Lannie May Haynes Palmer Martin (January 9, 1874 – February 13, 1938) was an American writer, poet, and editor. She was editor of The Land of Sunshine and Out West magazines in the 1910s.

==Early life and education==
Martin was born in Blountville, Tennessee, the daughter of William D. Haynes and Margaret H. Haynes. She attended Sullins College in Bristol, Virginia.
==Career==
Martin was an editor of The Land of Sunshine, and co-edited Out West with Cruse Carriel. She covered the murder of Virginia Rappe for the Hearst newspapers.
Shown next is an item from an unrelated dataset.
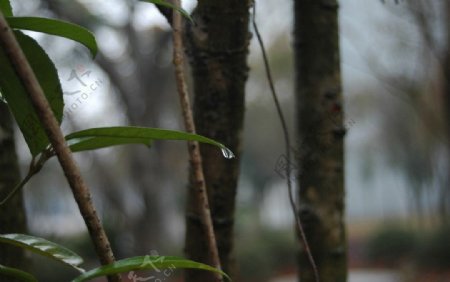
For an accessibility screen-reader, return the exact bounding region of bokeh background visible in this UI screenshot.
[7,0,450,281]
She was on the staff of the Los Angeles Examiner.

Dozens of Martin's short stories, poems, and essays appeared Out West and Overland Monthly from the 1900s into the 1930s, especially in the issues that she edited in 1916. She also had poetry published in magazines such as Sunset and Munsey's, and in newspapers.

Martin was a member of the Daughters of the American Revolution and the United Daughters of the Confederacy, and was active in women's clubs in Los Angeles.

==Personal life==
In Tennessee, Lannie Haynes married and divorced her first husband, William Henry Palmer, and had a son, Kyle Dulaney Palmer. She married again in 1900, to Frank Grant Martin. She lived in Altadena, California. She died after a stroke in 1938, at the age of 64, in Los Angeles. Her son was Washington correspondent for the Los Angeles Times from 1919 to 1934.